What are Cookies?

A cookie is a small piece of information that the browser writes on the device (computer, mobile, tablet, smart screen, etc) of the user. There are first-party cookies or third-party cookies. First party cookies are the ones that belong directly to the website you are browsing. If you visit ebay.com, all the cookies hosted in ebay.com are first-party cookies. If you have a PayPal cookie on ebay.com, this cookie will be considered a third party cookie, as it´s outside the domain. The same happens with all the cookies that collect audiences, like DoubleClick, Adform, Google or Facebook, for example.

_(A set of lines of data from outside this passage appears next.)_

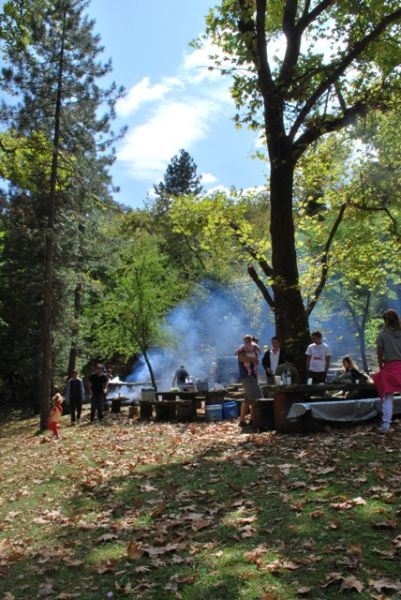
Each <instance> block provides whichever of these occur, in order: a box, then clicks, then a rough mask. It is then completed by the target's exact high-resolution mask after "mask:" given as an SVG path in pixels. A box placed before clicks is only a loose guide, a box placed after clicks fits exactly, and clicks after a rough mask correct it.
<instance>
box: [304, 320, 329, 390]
mask: <svg viewBox="0 0 401 600" xmlns="http://www.w3.org/2000/svg"><path fill="white" fill-rule="evenodd" d="M311 338H312V344H309V346H308V347H307V349H306V352H305V354H306V368H307V370H308V374H307V377H308V379H312V383H325V382H326V377H327V372H328V370H329V367H330V359H331V350H330V348H329V346H328V345H327V344H326V343H325V342H323V337H322V334H321V333H320V331H314V332H313V333H312V334H311Z"/></svg>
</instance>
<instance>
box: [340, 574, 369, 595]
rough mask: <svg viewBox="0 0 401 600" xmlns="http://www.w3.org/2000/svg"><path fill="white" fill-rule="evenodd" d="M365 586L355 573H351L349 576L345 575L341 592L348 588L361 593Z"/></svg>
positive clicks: (347, 589)
mask: <svg viewBox="0 0 401 600" xmlns="http://www.w3.org/2000/svg"><path fill="white" fill-rule="evenodd" d="M364 588H365V586H364V585H363V583H362V581H360V580H359V579H357V578H356V577H354V576H353V575H349V576H348V577H344V579H343V581H342V583H341V586H340V592H345V591H347V590H356V591H357V592H358V593H359V594H360V593H361V592H363V590H364Z"/></svg>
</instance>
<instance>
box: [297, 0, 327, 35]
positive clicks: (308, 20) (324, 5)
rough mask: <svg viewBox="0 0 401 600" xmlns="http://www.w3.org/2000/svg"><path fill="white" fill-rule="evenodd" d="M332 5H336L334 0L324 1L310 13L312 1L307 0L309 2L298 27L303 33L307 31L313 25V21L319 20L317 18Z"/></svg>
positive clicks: (298, 21)
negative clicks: (335, 4) (332, 4)
mask: <svg viewBox="0 0 401 600" xmlns="http://www.w3.org/2000/svg"><path fill="white" fill-rule="evenodd" d="M330 4H334V0H322V2H320V4H318V5H317V6H315V8H314V9H313V10H311V11H310V12H309V7H310V1H309V0H307V2H306V3H305V9H304V12H303V14H302V17H301V18H300V20H299V21H298V27H299V28H300V30H301V31H302V32H303V31H305V29H306V28H307V27H308V26H309V25H310V24H311V23H313V21H314V20H315V19H317V17H318V16H319V15H321V14H322V12H324V11H325V10H326V8H328V7H329V6H330Z"/></svg>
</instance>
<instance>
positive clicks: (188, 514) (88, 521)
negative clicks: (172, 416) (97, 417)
mask: <svg viewBox="0 0 401 600" xmlns="http://www.w3.org/2000/svg"><path fill="white" fill-rule="evenodd" d="M36 427H37V421H36V420H32V419H28V420H24V421H18V420H14V421H8V422H6V423H4V424H3V425H2V426H1V429H0V435H1V444H0V464H1V468H0V485H1V498H0V575H1V577H0V599H1V600H3V599H4V600H22V599H24V600H25V599H32V598H50V599H52V598H57V599H59V600H68V599H70V598H79V599H80V600H99V599H101V598H114V599H119V598H135V599H144V600H145V599H155V600H164V599H172V598H180V599H183V600H189V599H191V600H203V599H205V600H206V599H207V600H210V599H211V598H212V599H213V600H235V599H238V600H240V599H241V600H242V599H243V600H278V599H280V600H294V599H296V598H313V599H314V600H318V599H319V598H322V599H328V600H330V599H334V598H338V597H341V596H342V595H345V597H346V598H348V599H352V598H358V599H360V600H365V599H368V598H369V599H370V598H374V599H377V600H379V599H382V600H383V599H385V598H401V582H400V575H399V558H400V556H399V555H400V553H401V535H400V534H401V527H400V516H401V507H400V498H401V486H400V483H401V465H400V460H399V458H400V455H399V448H400V441H401V423H395V424H394V428H393V431H392V433H391V434H390V435H389V436H385V437H381V436H378V435H377V433H376V426H371V425H363V426H359V427H357V428H347V429H339V430H333V431H330V432H327V433H319V434H313V435H308V436H302V435H276V434H275V433H274V432H269V433H264V434H259V435H241V434H240V433H239V432H238V426H237V423H235V422H234V423H226V422H224V423H218V424H202V423H197V424H168V423H140V422H137V421H130V420H128V419H127V418H126V415H124V414H123V413H121V414H118V415H112V414H107V417H106V420H105V421H104V422H103V423H102V424H93V425H89V424H85V423H84V424H82V425H81V426H79V427H69V426H68V416H65V417H63V419H62V440H61V441H60V442H59V443H55V442H52V441H49V437H48V435H47V434H46V435H43V436H42V435H36Z"/></svg>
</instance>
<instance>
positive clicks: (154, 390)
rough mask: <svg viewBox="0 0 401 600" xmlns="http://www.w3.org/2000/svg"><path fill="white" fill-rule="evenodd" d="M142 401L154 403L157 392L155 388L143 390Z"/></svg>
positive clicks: (148, 388) (141, 397) (144, 389)
mask: <svg viewBox="0 0 401 600" xmlns="http://www.w3.org/2000/svg"><path fill="white" fill-rule="evenodd" d="M141 399H142V400H148V401H150V402H153V401H154V400H156V390H155V388H142V389H141Z"/></svg>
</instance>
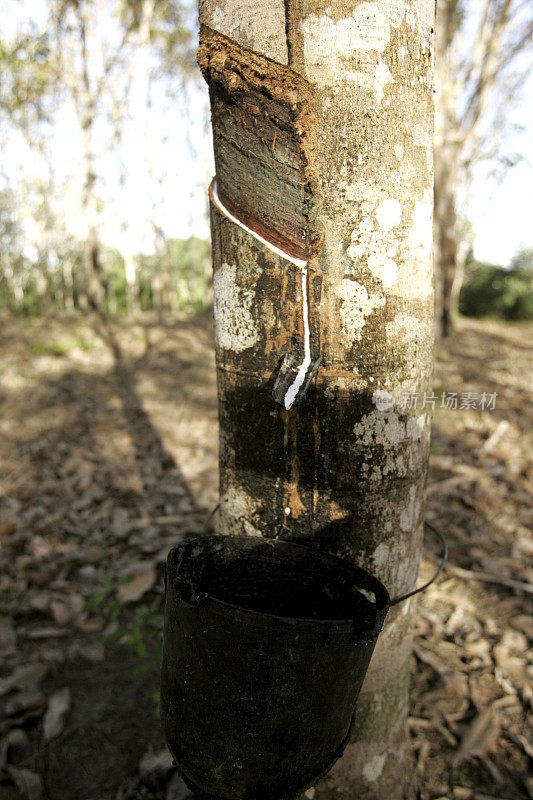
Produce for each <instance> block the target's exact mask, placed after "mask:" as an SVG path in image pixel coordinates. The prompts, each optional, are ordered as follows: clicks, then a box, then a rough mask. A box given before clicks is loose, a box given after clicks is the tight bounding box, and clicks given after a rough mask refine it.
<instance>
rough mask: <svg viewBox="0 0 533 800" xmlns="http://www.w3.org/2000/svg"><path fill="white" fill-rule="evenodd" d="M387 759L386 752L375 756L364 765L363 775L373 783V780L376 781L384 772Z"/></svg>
mask: <svg viewBox="0 0 533 800" xmlns="http://www.w3.org/2000/svg"><path fill="white" fill-rule="evenodd" d="M386 759H387V756H386V754H385V753H382V755H380V756H374V758H373V759H372V760H371V761H369V762H368V763H367V764H365V766H364V767H363V775H364V777H365V778H366V780H367V781H368V782H369V783H373V781H376V780H377V779H378V778H379V776H380V775H381V773H382V772H383V767H384V766H385V761H386Z"/></svg>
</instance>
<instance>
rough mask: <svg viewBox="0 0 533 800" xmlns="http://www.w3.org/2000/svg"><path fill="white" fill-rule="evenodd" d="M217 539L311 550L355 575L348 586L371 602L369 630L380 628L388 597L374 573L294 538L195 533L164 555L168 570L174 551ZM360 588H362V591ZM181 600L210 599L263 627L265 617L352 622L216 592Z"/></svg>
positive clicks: (276, 619)
mask: <svg viewBox="0 0 533 800" xmlns="http://www.w3.org/2000/svg"><path fill="white" fill-rule="evenodd" d="M217 542H220V543H224V542H227V543H228V544H230V543H235V542H238V543H243V544H244V543H246V544H247V545H250V546H251V548H252V549H253V548H254V546H255V547H257V548H262V547H265V548H266V547H270V548H271V549H275V548H278V549H280V548H281V549H285V550H298V551H299V552H300V553H303V551H306V553H307V554H309V553H312V555H313V556H314V557H316V558H320V559H321V560H323V561H327V562H329V563H330V564H331V565H335V566H337V567H338V568H340V569H342V570H343V571H344V572H345V573H350V579H352V578H355V580H354V581H353V583H352V585H351V588H353V589H355V590H356V591H359V592H360V593H361V594H363V596H365V599H366V600H367V601H368V602H369V603H370V604H371V605H372V607H373V609H374V614H375V620H374V624H373V625H369V627H368V629H367V630H368V632H369V633H370V632H371V629H373V628H375V627H376V625H377V626H378V629H380V628H381V624H382V621H383V619H384V617H385V616H386V614H387V612H388V610H389V608H390V603H391V598H390V595H389V592H388V589H387V587H386V586H385V584H384V583H383V582H382V581H380V580H379V578H377V577H376V576H375V575H373V574H372V573H371V572H369V571H368V570H366V569H364V568H363V567H359V566H357V565H354V564H351V563H350V562H348V561H346V560H345V559H343V558H341V557H340V556H337V555H335V554H334V553H329V552H327V551H324V550H318V549H316V548H314V547H310V546H308V545H303V544H300V543H297V542H294V541H289V540H286V539H267V538H264V537H256V536H246V535H241V534H211V535H206V536H197V537H191V538H190V539H187V540H186V541H184V542H178V544H176V545H174V546H173V547H172V548H171V549H170V551H169V553H168V556H167V570H168V568H169V567H171V566H172V565H173V559H174V558H175V557H176V555H177V554H178V553H180V552H182V551H183V550H185V549H186V548H191V547H195V546H202V545H203V546H206V545H207V546H209V545H211V544H216V543H217ZM165 585H166V573H165ZM361 589H362V590H363V592H361ZM364 591H367V592H371V593H372V594H374V597H375V601H372V600H371V599H369V598H368V597H366V595H364ZM180 602H181V603H183V605H184V606H185V607H187V608H190V609H195V608H198V606H199V605H202V604H205V603H207V602H209V603H210V604H213V606H214V607H215V608H216V607H217V606H218V607H221V609H227V610H228V611H231V612H233V613H236V614H238V615H244V616H245V617H246V618H247V620H253V619H256V620H258V621H259V620H262V625H258V627H264V623H265V620H271V622H272V623H283V624H285V625H288V626H291V627H294V626H305V625H306V624H307V625H309V624H310V625H312V626H314V627H316V626H317V625H321V626H324V629H325V630H326V629H328V628H329V629H333V630H345V629H347V628H348V627H352V626H353V623H354V619H353V617H340V618H339V617H337V618H336V619H334V618H318V619H317V618H315V617H296V616H284V615H281V614H274V613H271V612H268V611H256V610H254V609H251V608H246V606H243V605H239V604H238V603H231V602H229V601H227V600H221V599H219V598H218V597H216V596H215V595H210V594H208V593H199V594H198V598H197V600H196V601H195V602H190V601H187V600H184V599H183V598H182V597H180Z"/></svg>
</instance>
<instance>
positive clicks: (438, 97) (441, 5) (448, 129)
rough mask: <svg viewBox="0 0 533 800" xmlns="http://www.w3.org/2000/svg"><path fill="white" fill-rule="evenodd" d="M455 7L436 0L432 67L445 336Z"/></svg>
mask: <svg viewBox="0 0 533 800" xmlns="http://www.w3.org/2000/svg"><path fill="white" fill-rule="evenodd" d="M458 19H459V16H458V10H457V3H455V2H447V0H445V1H444V2H439V3H438V4H437V24H438V30H437V37H436V46H437V53H438V56H437V64H436V71H435V83H436V109H435V131H434V152H435V215H434V226H435V228H434V244H435V273H436V280H435V332H436V334H437V336H442V337H443V338H445V337H447V336H448V335H449V334H450V331H451V328H452V325H453V318H452V317H453V312H454V311H456V310H457V309H456V308H454V307H453V302H452V300H453V298H452V287H453V284H454V279H455V275H456V269H457V250H458V247H457V215H456V208H457V189H458V186H459V158H460V152H459V151H460V147H459V141H460V130H459V126H458V123H457V118H456V108H457V92H458V84H457V80H454V69H453V65H452V64H451V63H450V56H451V54H452V53H453V41H454V36H455V35H456V33H457V26H458V24H459V23H458Z"/></svg>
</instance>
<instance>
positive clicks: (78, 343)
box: [27, 336, 94, 357]
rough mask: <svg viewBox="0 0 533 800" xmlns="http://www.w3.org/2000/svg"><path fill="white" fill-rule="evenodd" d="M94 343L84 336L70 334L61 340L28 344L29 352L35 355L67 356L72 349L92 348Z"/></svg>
mask: <svg viewBox="0 0 533 800" xmlns="http://www.w3.org/2000/svg"><path fill="white" fill-rule="evenodd" d="M93 347H94V345H93V344H92V343H91V342H88V341H87V340H86V339H84V338H83V336H79V337H75V336H69V337H68V338H67V339H65V340H63V341H60V342H32V343H31V344H28V345H27V348H28V350H29V352H30V353H31V354H32V355H34V356H58V357H61V356H66V355H67V353H70V352H71V351H72V350H78V349H79V350H92V349H93Z"/></svg>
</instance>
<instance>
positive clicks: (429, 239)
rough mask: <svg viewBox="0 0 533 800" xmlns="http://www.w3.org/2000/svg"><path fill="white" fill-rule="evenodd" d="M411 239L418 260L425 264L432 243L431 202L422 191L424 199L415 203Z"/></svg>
mask: <svg viewBox="0 0 533 800" xmlns="http://www.w3.org/2000/svg"><path fill="white" fill-rule="evenodd" d="M411 239H412V244H413V248H414V249H415V250H418V253H417V256H418V258H419V259H420V260H421V261H423V262H424V263H427V262H428V260H429V258H430V256H431V248H432V243H433V202H432V200H431V198H430V196H429V192H428V191H427V190H425V191H424V199H423V200H417V201H416V203H415V207H414V210H413V225H412V228H411Z"/></svg>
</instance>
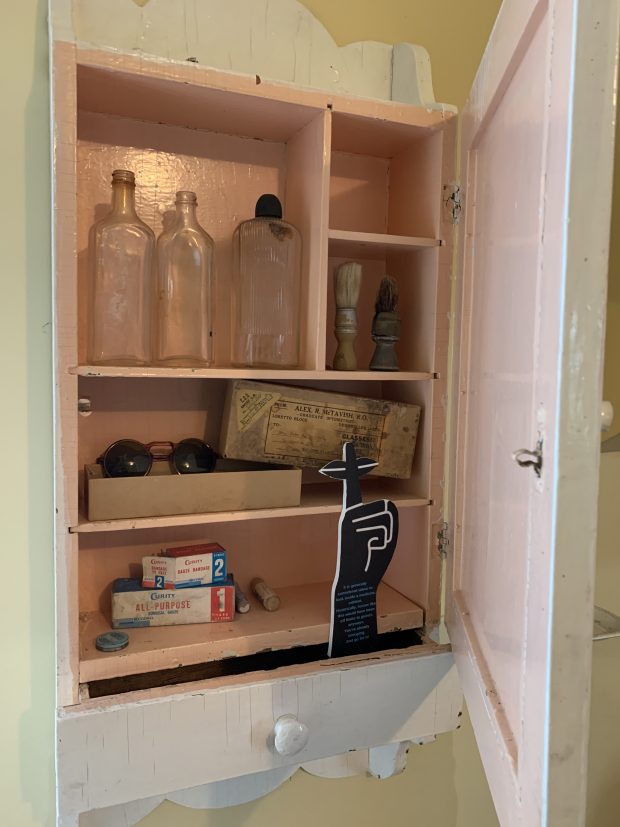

Cookies are very important for online advertising as they are one of the keys to all the systems. With the cookies, all the ad tech companies, like Facebook and Google, can identify the websites that one specific user sees and match with other data sources, like your logins. This information can be used then, by advertisers, to target users.

Cookies allow advertisers to cap the number of impressions/exposures per user and measure all the interactions per user. Cookies are then what allows advertisers to be more intelligent when they advertise in a programmatic way.

Alternatives to Cookies: with the mobile devices, many ad tech companies are trying to find ways to avoid the use of cookies, as it´s the technology is not 100% accurate, especially in the app environment, where cookies are not used. On Mobile devices, and in the new desktop Operative Systems there is available the advertising id. This Id then allows all the ad tech companies to identify the devices by the id instead of using the cookies. What most the ad tech companies are doing is matching the different sources of information (browser, logins, advertising id´s, network, IP address, device name, cookies) into one database. So the audiences and tracking are more and more accurate.